In other words these students will be teachers with their own classroom, their own discipline system, their own grading system, their own set of class rules without ever having student taught or for that matter without being certified or graduated from a university. The competition for math teachers has become so tight that schools are jumping the gun and hiring these students before they even student teach. As a university we are forced to give student teaching credit for the first semester of full-time, paid teaching. Is this the wave of the future for those teaching majors that are in high demand? Will special education teachers and science teachers see the same recruiting pressure in the near future? Will this pre-hiring of in-demand teachers return to sting these schools? Will these pre-hired teachers somehow gain the teaching skills and experience that comes from observing and mimicking a master teacher? Is this a short term solution to a long term problem?

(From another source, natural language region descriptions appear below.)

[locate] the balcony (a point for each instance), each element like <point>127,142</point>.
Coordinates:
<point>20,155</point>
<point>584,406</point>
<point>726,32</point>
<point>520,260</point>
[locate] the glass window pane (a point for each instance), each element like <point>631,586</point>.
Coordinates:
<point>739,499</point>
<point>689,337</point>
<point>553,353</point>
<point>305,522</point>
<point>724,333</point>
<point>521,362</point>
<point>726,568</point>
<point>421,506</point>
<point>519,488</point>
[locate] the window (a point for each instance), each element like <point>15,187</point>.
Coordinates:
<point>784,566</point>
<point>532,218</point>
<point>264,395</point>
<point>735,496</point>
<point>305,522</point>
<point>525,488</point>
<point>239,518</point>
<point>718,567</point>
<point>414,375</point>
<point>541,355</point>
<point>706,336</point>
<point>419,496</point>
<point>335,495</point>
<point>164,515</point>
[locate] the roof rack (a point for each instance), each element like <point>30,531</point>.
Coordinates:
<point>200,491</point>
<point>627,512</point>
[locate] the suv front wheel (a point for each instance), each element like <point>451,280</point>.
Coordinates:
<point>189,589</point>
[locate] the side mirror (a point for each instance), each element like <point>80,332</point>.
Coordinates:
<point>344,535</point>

It is interesting to view this problem from both sides of the isle. On one side are schools who simply can not find competent math teachers and are willing to gamble on an unproven college senior to fill the need. On the other side are universities and state departments of education who are concerned that in the long term these quick hires will not receive the necessary training that only comes through student teaching with a competent teacher who gives excellent advice and feedback to the student teacher.
There are examples to support both sides of the argument. One principal stated that his cooperating teacher simply put him in charge of the class on the first day of student teaching and it was a sink or swim situation. Luckily he learned to swim. A senior student who was hired as the teacher in lieu of student teaching recalled a few years later that he regretted the fact that his career suffered because he was not able to receive the feedback and recommendations available in student teaching.
Many senior students feel they are capable and would like the opportunity to begin teaching immediately. Or maybe they simply want to be paid as a full-time teacher with benefits versus teaching under someone while paying tuition and fees.
Is this just a symptom of the problem we currently have in education? Is there a need to recruit more students into the teaching field, especially the in-demand majors? Do we need to pay the math, sciences, and special education fields the equivalent to their non-education jobs? One science teacher lamented that he could double or triple his salary if he were in the "real" world. A university career services counselor said that his special education students were recruited by hospitals and health care services and paid much more than public schools could pay.
These are some serious questions that we need to ask ourselves in this industry. There are no easy answers and there are no silver bullets. There are only serious discussions that should help our legislators and government find solutions to these concerns of public education.